Question

The solution of \( y'' - y' - 2y = 0 \) is

• A. \( e^{2x} + e^{-2x} \)
• B. \( c_1 e^{2x} + c_2 e^{-2x} \)
• C. \( c_1 e^{2x} + c_2 e^{-x} \)
• D. \( e^{2x} - c_2 e^{-2x} \)

Hint:

For a second-order linear homogeneous differential equation \( ay'' + by' + cy = 0 \), the characteristic equation is \( ar^2 + br + c = 0 \).
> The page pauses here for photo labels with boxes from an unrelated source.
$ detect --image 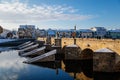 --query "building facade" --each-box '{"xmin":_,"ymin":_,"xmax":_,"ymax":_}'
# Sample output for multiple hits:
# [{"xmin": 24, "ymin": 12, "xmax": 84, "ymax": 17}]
[
  {"xmin": 91, "ymin": 27, "xmax": 107, "ymax": 39},
  {"xmin": 106, "ymin": 29, "xmax": 120, "ymax": 39},
  {"xmin": 18, "ymin": 25, "xmax": 36, "ymax": 38},
  {"xmin": 79, "ymin": 29, "xmax": 93, "ymax": 38}
]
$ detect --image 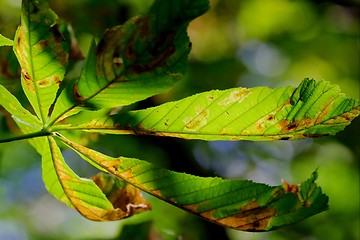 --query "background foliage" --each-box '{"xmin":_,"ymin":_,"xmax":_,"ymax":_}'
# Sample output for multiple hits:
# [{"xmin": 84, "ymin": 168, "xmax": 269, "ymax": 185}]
[{"xmin": 0, "ymin": 0, "xmax": 360, "ymax": 240}]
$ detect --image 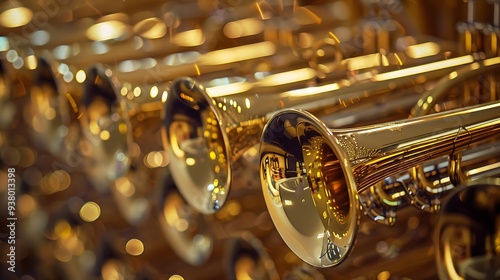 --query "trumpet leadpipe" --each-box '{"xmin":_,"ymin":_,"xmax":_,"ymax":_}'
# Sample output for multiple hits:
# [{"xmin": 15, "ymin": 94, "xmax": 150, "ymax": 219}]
[
  {"xmin": 162, "ymin": 52, "xmax": 480, "ymax": 214},
  {"xmin": 260, "ymin": 99, "xmax": 500, "ymax": 267}
]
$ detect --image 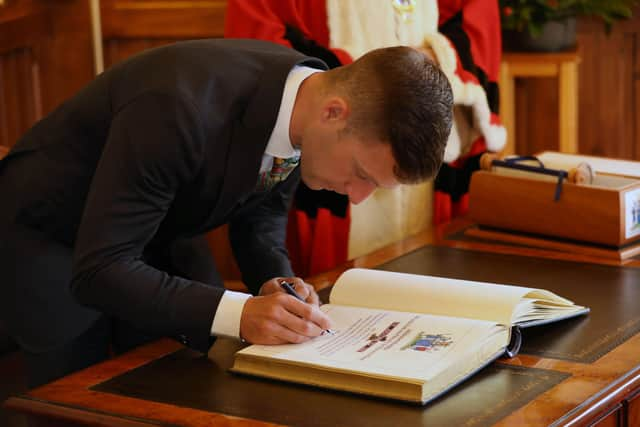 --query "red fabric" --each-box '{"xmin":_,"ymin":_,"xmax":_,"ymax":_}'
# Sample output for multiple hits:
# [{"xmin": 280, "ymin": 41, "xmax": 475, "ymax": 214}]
[
  {"xmin": 224, "ymin": 0, "xmax": 353, "ymax": 64},
  {"xmin": 287, "ymin": 208, "xmax": 351, "ymax": 277},
  {"xmin": 433, "ymin": 137, "xmax": 490, "ymax": 225},
  {"xmin": 224, "ymin": 0, "xmax": 353, "ymax": 277},
  {"xmin": 438, "ymin": 0, "xmax": 502, "ymax": 82}
]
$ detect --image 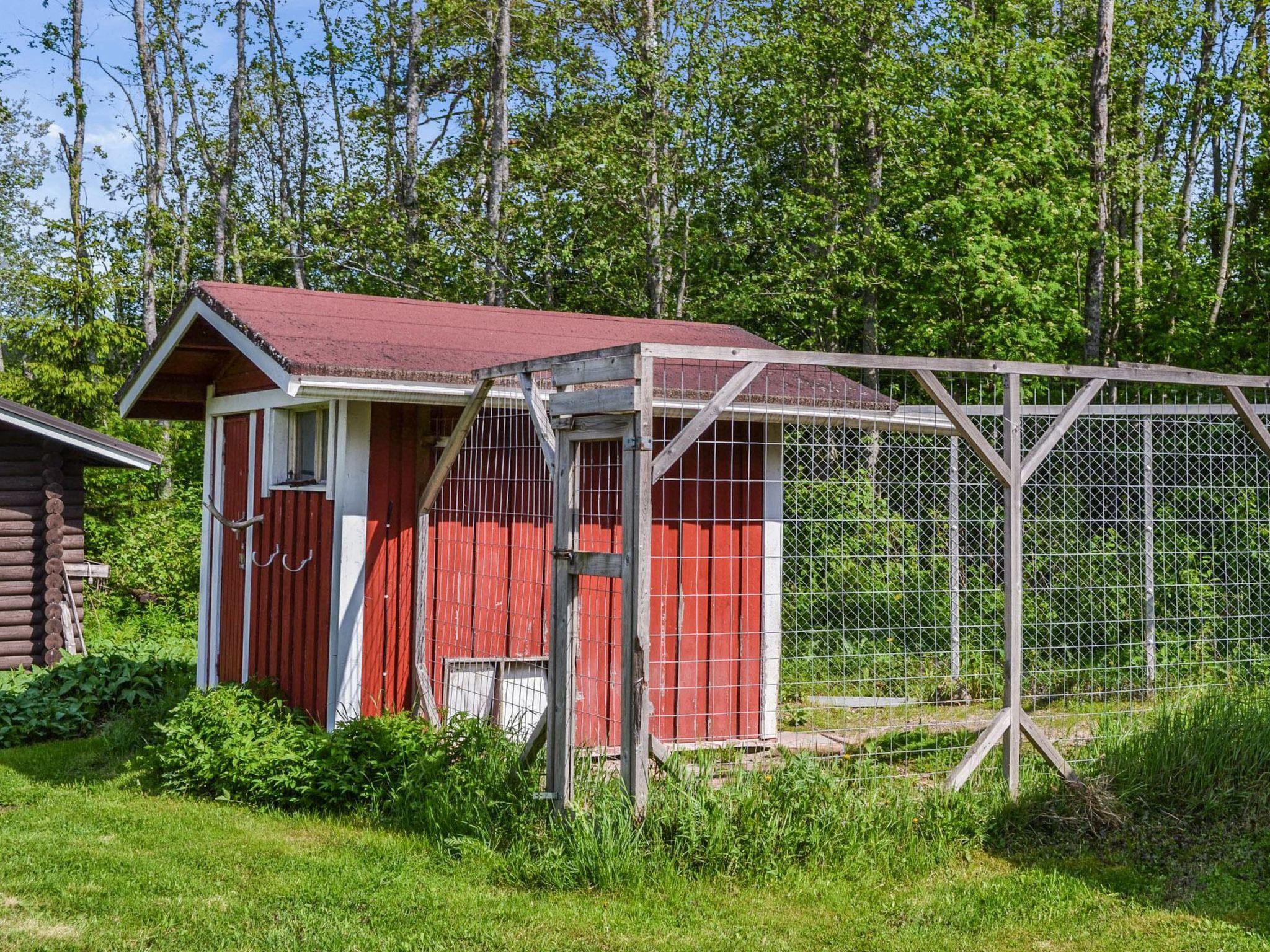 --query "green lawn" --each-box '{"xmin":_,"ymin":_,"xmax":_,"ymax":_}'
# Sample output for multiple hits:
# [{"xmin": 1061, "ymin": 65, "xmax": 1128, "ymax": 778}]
[{"xmin": 0, "ymin": 739, "xmax": 1270, "ymax": 952}]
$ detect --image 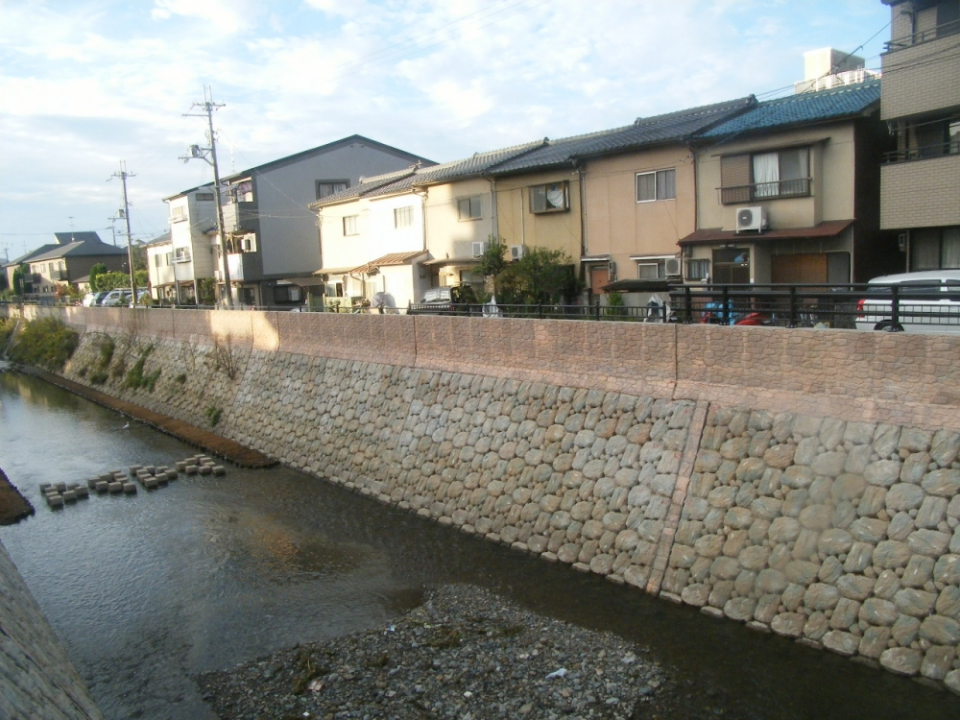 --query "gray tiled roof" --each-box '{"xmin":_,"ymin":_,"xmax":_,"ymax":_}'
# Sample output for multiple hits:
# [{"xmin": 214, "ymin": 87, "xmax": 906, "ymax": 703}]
[{"xmin": 702, "ymin": 80, "xmax": 880, "ymax": 138}]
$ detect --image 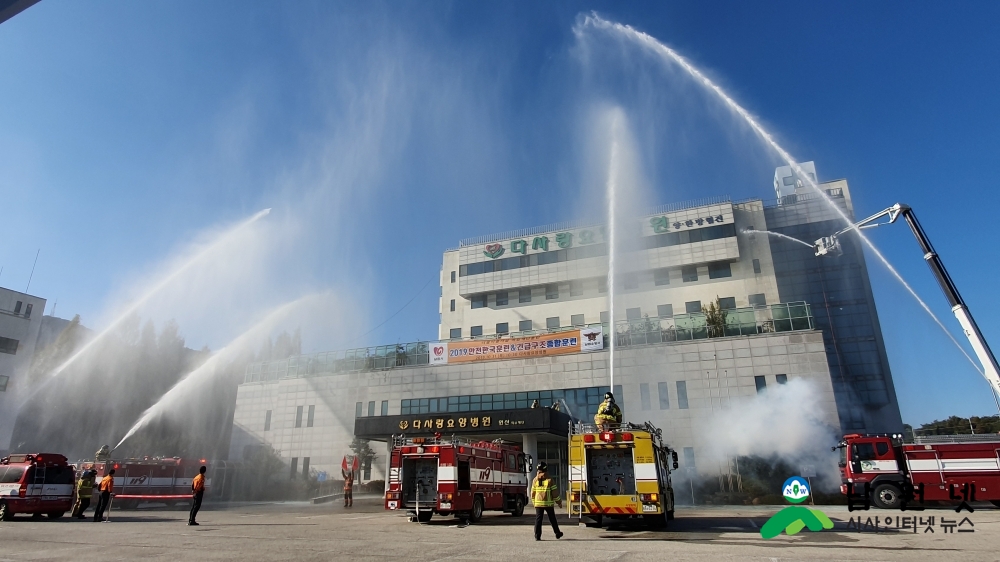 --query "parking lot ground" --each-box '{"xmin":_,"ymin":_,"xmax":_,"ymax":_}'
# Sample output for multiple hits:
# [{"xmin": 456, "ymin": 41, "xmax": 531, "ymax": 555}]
[{"xmin": 0, "ymin": 498, "xmax": 1000, "ymax": 562}]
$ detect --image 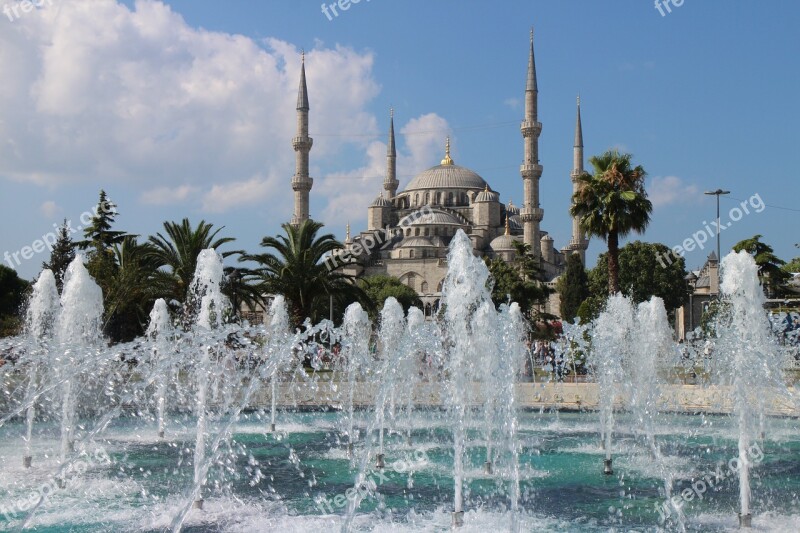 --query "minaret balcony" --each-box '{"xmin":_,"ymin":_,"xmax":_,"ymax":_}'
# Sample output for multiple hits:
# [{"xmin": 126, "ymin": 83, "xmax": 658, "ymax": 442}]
[
  {"xmin": 292, "ymin": 137, "xmax": 314, "ymax": 151},
  {"xmin": 519, "ymin": 163, "xmax": 542, "ymax": 178},
  {"xmin": 292, "ymin": 175, "xmax": 314, "ymax": 191},
  {"xmin": 519, "ymin": 207, "xmax": 544, "ymax": 222},
  {"xmin": 519, "ymin": 120, "xmax": 542, "ymax": 137}
]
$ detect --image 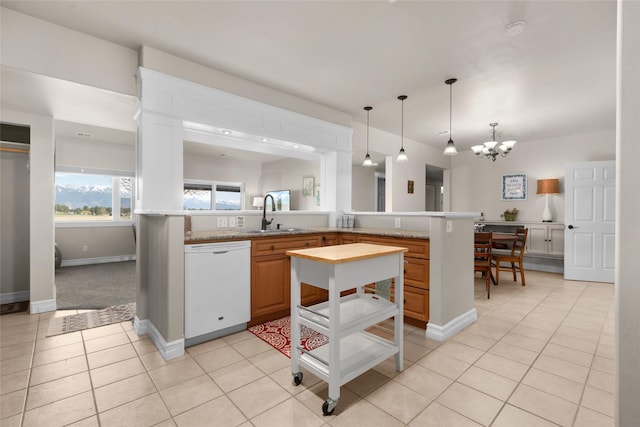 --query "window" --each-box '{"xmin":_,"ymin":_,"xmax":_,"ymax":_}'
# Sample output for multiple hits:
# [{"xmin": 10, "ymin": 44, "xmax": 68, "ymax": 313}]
[
  {"xmin": 183, "ymin": 181, "xmax": 244, "ymax": 211},
  {"xmin": 55, "ymin": 171, "xmax": 133, "ymax": 223}
]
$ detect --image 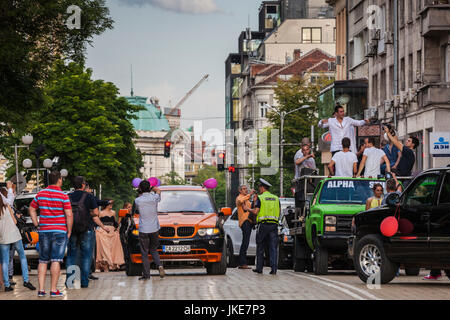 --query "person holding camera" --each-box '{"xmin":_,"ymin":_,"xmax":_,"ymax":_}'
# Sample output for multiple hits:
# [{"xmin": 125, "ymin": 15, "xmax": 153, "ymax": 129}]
[
  {"xmin": 384, "ymin": 126, "xmax": 420, "ymax": 180},
  {"xmin": 134, "ymin": 180, "xmax": 165, "ymax": 280}
]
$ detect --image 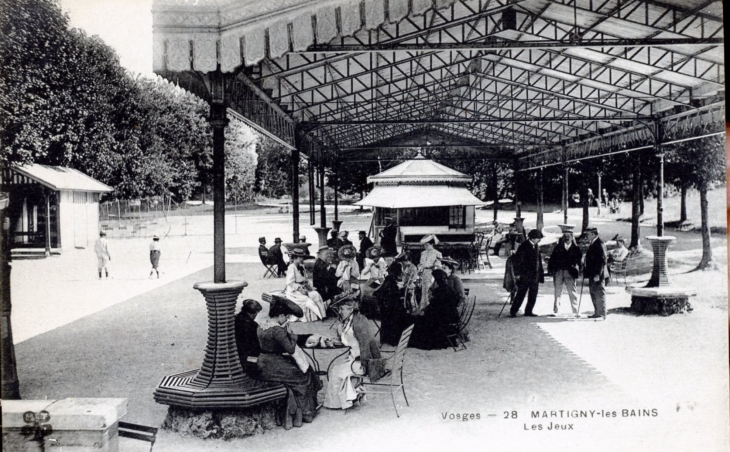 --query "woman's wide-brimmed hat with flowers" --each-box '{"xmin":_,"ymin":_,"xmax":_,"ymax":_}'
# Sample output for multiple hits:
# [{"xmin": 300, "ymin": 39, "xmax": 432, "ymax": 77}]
[
  {"xmin": 289, "ymin": 248, "xmax": 307, "ymax": 258},
  {"xmin": 421, "ymin": 234, "xmax": 439, "ymax": 245},
  {"xmin": 365, "ymin": 245, "xmax": 383, "ymax": 260},
  {"xmin": 337, "ymin": 245, "xmax": 357, "ymax": 259}
]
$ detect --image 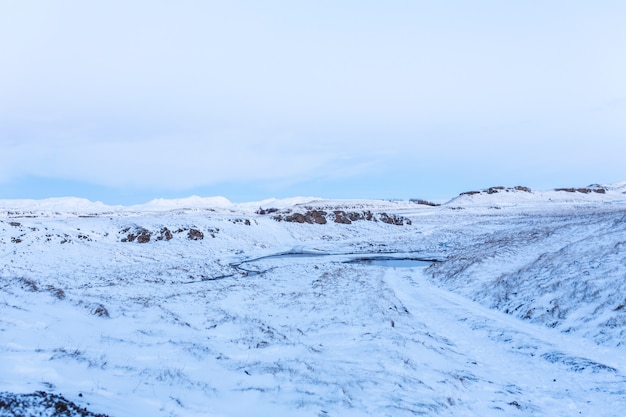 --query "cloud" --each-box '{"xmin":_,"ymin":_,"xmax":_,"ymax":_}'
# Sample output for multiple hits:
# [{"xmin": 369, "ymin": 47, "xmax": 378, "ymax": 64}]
[{"xmin": 0, "ymin": 1, "xmax": 626, "ymax": 200}]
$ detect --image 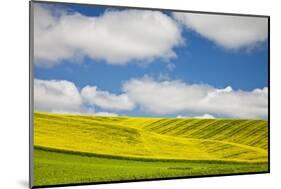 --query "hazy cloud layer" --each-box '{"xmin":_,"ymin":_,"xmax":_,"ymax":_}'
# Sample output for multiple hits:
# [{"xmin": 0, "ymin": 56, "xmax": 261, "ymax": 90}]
[
  {"xmin": 81, "ymin": 86, "xmax": 134, "ymax": 110},
  {"xmin": 34, "ymin": 77, "xmax": 268, "ymax": 118},
  {"xmin": 34, "ymin": 79, "xmax": 82, "ymax": 112},
  {"xmin": 173, "ymin": 13, "xmax": 268, "ymax": 49},
  {"xmin": 123, "ymin": 77, "xmax": 268, "ymax": 118},
  {"xmin": 34, "ymin": 5, "xmax": 183, "ymax": 66}
]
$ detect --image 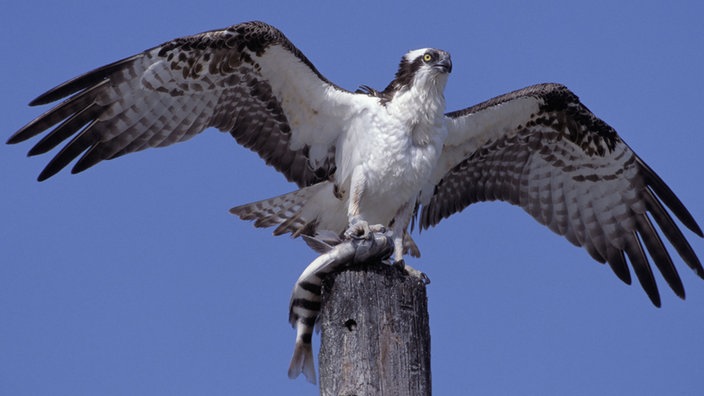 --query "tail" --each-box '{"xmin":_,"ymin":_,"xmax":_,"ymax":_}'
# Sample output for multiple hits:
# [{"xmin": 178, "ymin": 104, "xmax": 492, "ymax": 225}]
[
  {"xmin": 288, "ymin": 340, "xmax": 316, "ymax": 384},
  {"xmin": 230, "ymin": 182, "xmax": 333, "ymax": 237}
]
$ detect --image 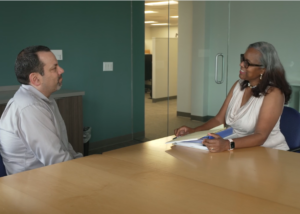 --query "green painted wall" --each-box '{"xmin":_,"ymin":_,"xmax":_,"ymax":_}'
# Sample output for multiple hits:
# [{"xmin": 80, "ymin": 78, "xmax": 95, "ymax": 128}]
[{"xmin": 0, "ymin": 1, "xmax": 144, "ymax": 142}]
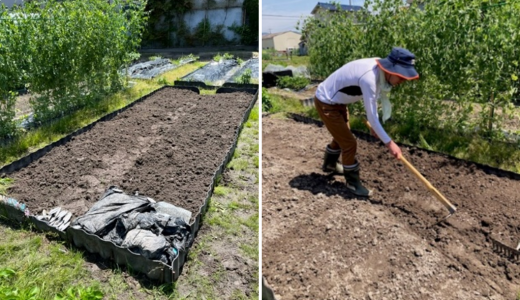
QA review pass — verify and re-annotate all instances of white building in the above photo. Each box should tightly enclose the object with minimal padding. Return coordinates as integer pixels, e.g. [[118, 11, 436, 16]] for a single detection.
[[261, 31, 302, 51]]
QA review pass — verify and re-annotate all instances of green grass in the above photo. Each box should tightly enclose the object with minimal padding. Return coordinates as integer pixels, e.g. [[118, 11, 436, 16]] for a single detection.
[[0, 226, 102, 300], [174, 102, 260, 300], [0, 80, 160, 166], [260, 55, 310, 72], [0, 177, 13, 195], [154, 61, 207, 85], [0, 62, 211, 167]]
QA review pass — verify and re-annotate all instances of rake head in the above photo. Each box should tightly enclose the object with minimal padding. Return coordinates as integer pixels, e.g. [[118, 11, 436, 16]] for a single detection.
[[490, 237, 520, 260]]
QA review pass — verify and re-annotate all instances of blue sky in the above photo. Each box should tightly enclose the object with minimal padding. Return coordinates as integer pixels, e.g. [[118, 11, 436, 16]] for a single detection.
[[261, 0, 364, 33]]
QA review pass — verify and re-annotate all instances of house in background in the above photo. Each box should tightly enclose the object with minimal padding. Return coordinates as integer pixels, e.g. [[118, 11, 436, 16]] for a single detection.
[[261, 31, 302, 51], [311, 2, 365, 21]]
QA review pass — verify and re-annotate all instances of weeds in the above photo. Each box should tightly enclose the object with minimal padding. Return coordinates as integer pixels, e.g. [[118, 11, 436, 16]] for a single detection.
[[278, 76, 311, 90], [238, 69, 252, 84], [0, 177, 13, 196]]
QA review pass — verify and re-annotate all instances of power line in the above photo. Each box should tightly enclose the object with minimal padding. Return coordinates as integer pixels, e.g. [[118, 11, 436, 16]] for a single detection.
[[260, 14, 310, 19]]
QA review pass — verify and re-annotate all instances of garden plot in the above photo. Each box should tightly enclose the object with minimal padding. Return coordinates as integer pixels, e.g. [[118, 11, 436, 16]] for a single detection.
[[261, 116, 520, 299], [224, 58, 260, 87], [125, 58, 196, 79], [3, 88, 252, 227], [175, 59, 240, 88]]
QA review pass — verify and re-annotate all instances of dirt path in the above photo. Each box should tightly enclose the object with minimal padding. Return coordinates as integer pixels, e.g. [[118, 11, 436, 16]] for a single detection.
[[261, 117, 520, 300]]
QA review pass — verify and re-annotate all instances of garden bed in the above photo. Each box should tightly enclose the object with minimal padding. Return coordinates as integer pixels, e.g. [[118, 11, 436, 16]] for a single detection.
[[223, 58, 260, 88], [261, 116, 520, 299], [0, 87, 256, 282], [175, 59, 240, 89]]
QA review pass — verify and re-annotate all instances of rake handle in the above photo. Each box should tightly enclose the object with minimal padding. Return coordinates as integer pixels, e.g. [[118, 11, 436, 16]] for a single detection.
[[364, 120, 457, 214]]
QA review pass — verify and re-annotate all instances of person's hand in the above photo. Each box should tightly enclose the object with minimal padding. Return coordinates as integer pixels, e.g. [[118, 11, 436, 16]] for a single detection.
[[386, 141, 403, 159], [370, 127, 379, 139]]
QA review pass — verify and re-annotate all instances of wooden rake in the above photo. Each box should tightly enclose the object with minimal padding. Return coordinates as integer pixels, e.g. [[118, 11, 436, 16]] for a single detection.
[[364, 120, 457, 220]]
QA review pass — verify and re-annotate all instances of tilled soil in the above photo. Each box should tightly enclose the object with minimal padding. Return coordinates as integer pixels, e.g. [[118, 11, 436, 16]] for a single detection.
[[261, 116, 520, 299], [8, 88, 253, 223]]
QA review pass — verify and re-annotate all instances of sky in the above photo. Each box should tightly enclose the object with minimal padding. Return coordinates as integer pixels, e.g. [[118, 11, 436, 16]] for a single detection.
[[261, 0, 364, 33]]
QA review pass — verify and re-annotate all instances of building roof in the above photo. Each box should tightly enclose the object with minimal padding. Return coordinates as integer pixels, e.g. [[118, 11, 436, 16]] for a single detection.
[[311, 2, 364, 15], [261, 31, 300, 40]]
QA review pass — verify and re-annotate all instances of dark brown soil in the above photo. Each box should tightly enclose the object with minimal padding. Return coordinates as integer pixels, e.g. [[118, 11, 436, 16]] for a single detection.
[[9, 88, 253, 223], [261, 117, 520, 299]]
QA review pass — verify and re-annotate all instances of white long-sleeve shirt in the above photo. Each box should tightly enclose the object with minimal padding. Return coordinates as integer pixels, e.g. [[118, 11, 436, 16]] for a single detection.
[[316, 57, 391, 144]]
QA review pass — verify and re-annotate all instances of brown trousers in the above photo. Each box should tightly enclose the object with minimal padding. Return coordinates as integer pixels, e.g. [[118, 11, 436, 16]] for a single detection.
[[314, 97, 357, 166]]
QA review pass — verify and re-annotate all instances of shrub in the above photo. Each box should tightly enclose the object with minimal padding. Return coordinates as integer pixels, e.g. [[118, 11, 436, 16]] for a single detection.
[[278, 76, 311, 90], [238, 69, 252, 84], [260, 88, 273, 112]]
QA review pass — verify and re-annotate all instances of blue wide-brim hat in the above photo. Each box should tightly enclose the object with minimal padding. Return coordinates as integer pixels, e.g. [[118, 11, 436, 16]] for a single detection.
[[376, 47, 419, 80]]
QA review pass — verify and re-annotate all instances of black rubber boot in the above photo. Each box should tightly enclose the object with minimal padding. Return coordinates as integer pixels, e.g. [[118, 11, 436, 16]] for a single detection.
[[321, 147, 343, 174], [344, 164, 372, 197]]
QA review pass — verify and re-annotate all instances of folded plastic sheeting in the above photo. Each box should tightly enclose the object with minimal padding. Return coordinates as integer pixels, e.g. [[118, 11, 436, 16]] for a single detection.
[[72, 187, 193, 264]]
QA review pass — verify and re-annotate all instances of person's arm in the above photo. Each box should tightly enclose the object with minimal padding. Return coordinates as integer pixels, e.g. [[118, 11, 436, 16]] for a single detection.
[[360, 76, 402, 159]]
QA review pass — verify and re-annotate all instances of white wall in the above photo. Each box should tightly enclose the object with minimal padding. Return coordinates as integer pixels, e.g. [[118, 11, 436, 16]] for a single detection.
[[184, 7, 242, 40]]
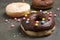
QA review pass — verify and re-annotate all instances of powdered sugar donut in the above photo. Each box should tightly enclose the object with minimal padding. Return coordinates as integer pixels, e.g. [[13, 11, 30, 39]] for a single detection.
[[6, 2, 30, 17]]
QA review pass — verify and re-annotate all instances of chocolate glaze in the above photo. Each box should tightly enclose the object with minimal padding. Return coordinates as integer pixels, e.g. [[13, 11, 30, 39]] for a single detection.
[[21, 12, 55, 32]]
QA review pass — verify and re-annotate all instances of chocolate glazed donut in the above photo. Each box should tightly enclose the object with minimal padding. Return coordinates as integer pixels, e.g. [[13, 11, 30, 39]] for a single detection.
[[21, 12, 55, 37], [32, 0, 54, 10]]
Distinct real roots \( r_1, r_2 \) give the solution \( y = c_1 e^{r_1 x} + c_2 e^{r_2 x} \).

Answer 1

The Correct Option is C

Step 1: Solve the differential equation.
The given equation is \( y'' - y' - 2y = 0 \), a second-order linear homogeneous differential equation with constant coefficients. Assume a solution of the form \( y = e^{rx} \). The characteristic equation is: \[ r^2 - r - 2 = 0. \] Solve the quadratic: \[ r = \frac{1 \pm \sqrt{1 + 8}}{2} = \frac{1 \pm \sqrt{9}}{2} = \frac{1 \pm 3}{2}, \] \[ r = 2 \quad \text{or} \quad r = -1. \] Since the roots are distinct, the general solution is: \[ y = c_1 e^{r_1 x} + c_2 e^{r_2 x} = c_1 e^{2x} + c_2 e^{-x}, \] where \( c_1 \) and \( c_2 \) are arbitrary constants. Step 2: Evaluate the options.
(1) \( e^{2x} + e^{-2x} \): Incorrect, as the second exponent should be \( e^{-x} \), not \( e^{-2x} \), and it lacks arbitrary constants. Incorrect.
(2) \( c_1 e^{2x} + c_2 e^{-2x} \): Incorrect, as the second exponent should be \( e^{-x} \), not \( e^{-2x} \). Incorrect.
(3) \( c_1 e^{2x} + c_2 e^{-x} \): Correct, matches the general solution. Correct.
(4) \( e^{2x} - c_2 e^{-2x} \): Incorrect, as the second exponent is wrong, and the first term lacks a constant coefficient. Incorrect.
Step 3: Select the correct answer.
The solution is \( c_1 e^{2x} + c_2 e^{-x} \), matching option (3).